Endocrine Abstracts

A 32-year-old male of Lithuanian background presented to ED after a tonic-clonic seizure at work. There were no obvious precipitating factors, though he had started night shifts 6 months prior. Examination was significant for severe dental hypoplasia and abnormal facies. Biochemistry showed primary hypoparathyroidism: adjusted calcium mmol/L 1.47 (low), phosphate 1.30 mmol/L (high), magnesium 0.84 mmol/l, fT4 16.2 pmol/l, TSH 5.66 mU/L (high), PTH 1.4 pmol/l (low), vitamin D 22 nmol/L(low) Intracranial imaging showed grade I Chiari malformation (not felt to have contributed to seizures) Further history revealed recurrent childhood infections requiring hospitalisation, but no previous diagnosis of hypocalcaemia. He reported intermittent leg cramping in the weeks before presentation, but no paraesthesia. He was treated with IV calcium gluconate followed by oral calcium carbonate, high-dose cholecalciferol and alfacalcidol Bloods were sent for chromosomal analysis which revealed breakpoints within 22q11.2, with heterozygous deletion of approximately 2.2Mb of the DiGeorge/Velo-Cardio-Facial Syndrome Critical Region.

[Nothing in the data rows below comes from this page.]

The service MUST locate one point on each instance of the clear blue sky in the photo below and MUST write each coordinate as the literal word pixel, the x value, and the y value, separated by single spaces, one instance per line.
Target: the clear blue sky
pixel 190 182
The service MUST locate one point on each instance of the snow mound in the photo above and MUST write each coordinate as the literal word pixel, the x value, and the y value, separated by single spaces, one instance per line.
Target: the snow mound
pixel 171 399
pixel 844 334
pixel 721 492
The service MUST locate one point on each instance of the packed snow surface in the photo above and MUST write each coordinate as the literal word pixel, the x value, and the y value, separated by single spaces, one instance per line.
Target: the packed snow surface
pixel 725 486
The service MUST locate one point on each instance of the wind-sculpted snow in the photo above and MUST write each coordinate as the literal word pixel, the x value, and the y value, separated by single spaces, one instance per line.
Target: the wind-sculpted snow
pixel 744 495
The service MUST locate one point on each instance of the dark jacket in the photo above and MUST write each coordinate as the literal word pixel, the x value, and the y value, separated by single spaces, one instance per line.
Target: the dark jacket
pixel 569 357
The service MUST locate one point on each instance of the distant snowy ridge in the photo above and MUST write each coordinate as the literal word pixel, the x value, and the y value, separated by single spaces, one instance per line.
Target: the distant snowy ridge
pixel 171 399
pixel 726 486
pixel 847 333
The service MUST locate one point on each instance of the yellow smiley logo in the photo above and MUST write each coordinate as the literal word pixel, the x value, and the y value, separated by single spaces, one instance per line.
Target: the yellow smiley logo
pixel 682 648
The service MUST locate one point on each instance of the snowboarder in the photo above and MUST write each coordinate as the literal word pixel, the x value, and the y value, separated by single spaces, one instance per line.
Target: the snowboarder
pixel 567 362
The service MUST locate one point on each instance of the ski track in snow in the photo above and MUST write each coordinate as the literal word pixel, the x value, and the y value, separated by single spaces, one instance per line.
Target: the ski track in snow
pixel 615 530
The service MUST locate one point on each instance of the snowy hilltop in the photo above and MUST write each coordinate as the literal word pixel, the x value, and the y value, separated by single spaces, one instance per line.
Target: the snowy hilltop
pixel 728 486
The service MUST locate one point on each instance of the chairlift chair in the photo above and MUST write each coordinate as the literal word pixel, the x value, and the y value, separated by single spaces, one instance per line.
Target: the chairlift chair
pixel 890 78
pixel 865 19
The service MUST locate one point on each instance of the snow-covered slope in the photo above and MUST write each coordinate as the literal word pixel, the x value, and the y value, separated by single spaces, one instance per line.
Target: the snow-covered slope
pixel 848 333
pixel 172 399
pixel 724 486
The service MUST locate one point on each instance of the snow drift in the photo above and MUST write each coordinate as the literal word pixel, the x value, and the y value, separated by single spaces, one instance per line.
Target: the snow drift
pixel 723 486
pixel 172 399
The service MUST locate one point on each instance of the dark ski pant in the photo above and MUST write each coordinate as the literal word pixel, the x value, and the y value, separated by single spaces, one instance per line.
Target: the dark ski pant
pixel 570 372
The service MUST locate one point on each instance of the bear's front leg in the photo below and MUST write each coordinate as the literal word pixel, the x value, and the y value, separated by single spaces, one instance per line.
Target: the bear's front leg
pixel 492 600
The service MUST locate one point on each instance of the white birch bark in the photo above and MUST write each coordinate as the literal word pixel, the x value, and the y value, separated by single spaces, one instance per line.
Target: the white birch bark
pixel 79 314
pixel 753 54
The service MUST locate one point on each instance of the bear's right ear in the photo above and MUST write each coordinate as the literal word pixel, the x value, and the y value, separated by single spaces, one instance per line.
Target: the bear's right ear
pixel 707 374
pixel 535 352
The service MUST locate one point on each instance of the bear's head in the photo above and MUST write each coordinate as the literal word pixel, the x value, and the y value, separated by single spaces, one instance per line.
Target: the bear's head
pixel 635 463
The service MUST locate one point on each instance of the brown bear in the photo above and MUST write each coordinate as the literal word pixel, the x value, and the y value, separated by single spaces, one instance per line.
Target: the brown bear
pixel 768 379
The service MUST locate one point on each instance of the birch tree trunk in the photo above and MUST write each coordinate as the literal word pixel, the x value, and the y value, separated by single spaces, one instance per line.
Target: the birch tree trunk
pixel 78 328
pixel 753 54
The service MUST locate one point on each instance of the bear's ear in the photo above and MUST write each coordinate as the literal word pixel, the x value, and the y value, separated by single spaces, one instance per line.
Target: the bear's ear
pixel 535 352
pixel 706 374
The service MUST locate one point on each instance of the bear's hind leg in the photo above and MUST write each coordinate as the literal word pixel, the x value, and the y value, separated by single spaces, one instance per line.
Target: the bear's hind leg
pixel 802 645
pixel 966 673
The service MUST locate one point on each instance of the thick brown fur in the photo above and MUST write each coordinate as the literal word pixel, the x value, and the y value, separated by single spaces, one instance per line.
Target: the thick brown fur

Learning points: 1. Patients with hypocalcaemia and dysmorphic features should have a chromosomal microarray analysis requested rather than the R153 hypoparathyroid gene panel, which only screens for single gene mutations; otherwise this diagnosis would have been missed.

2. This is a rare late presentation of DiGeorge’ syndrome, most affected individuals will either develop hypocalcaemia during the neonatal period or be diagnosed during childhood due to developmental delay; late presentation of hypocalcaemia is unusual due to presumed compensatory hyperplasia of existing parathyroid tissue. Hypocalcaemia can be precipitated in adults during periods of stress.

3. The estimated prevalence of DiGeorge is 1/3000 – 1/6000 live births, but the number may be higher due to the condition’s variability, and lack of neonatal screening.

4. The diagnosis should be made due to the necessity of screening for other syndromic sequalae which will be discussed.